In the past two years, under the leadership of Abraregev, a member of the Broad Institute of the United States, a professor of biology at the Massachusetts Institute of Technology, and a researcher at the Howard Hughes Medical Institute, computational biologists, cell loop experts, and the Broad Institute. Member Levi Garraway's cancer research team worked together to accept this challenge.
In a new study, the Garraway team studied melanoma, the most deadly skin cancer, in collaboration with Alex Shalek, an associate professor at MIT and single-cell analyst. Their research helps reveal the diverse cellular environment of tumors, which provides insight into not only the heterogeneity of cancer cells in tumors, but also T cells and other cells that may affect cancer behavior and response to treatment.

[Original doi:10.1126/science.aad0501]

10. Nature: How to find rare cell types using single-cell mRNA sequencing?

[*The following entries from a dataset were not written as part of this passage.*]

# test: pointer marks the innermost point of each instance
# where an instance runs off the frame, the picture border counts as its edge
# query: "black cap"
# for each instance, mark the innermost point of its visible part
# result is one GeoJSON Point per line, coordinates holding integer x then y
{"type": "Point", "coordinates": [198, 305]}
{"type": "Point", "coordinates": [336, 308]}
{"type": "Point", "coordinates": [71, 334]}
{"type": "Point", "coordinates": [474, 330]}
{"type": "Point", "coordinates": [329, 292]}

Recently, scientists from the Netherlands published a new research progress in the famous international academic journals. They used a new calculation method combined with transcriptome sequencing to discover some rare cell types in the small intestine. It is of great significance for exploring the biology of tissue composition under health and disease states.

Understanding the development and function of an organ requires a clear understanding of the characteristics of all cell types that make up the organ. The traditional method of discovering and isolating cell subpopulations is based on messenger RNA or protein expressed by several known marker genes. But for some rare cell types, for example, stem cells, transiently present precursor cells, cancer stem cells or circulating tumor cells are of great importance.

To solve this problem, the researchers first randomly selected hundreds of different cell types from the cultured small intestine organs for transcriptome sequencing. This cultured small intestine organ contains all the cell lineages of the mammalian small intestine. Since the currently available calculations can only be determined for some of the more abundant cell types, the researchers developed an algorithm called RaceID to find rare cell types in complex single cell populations.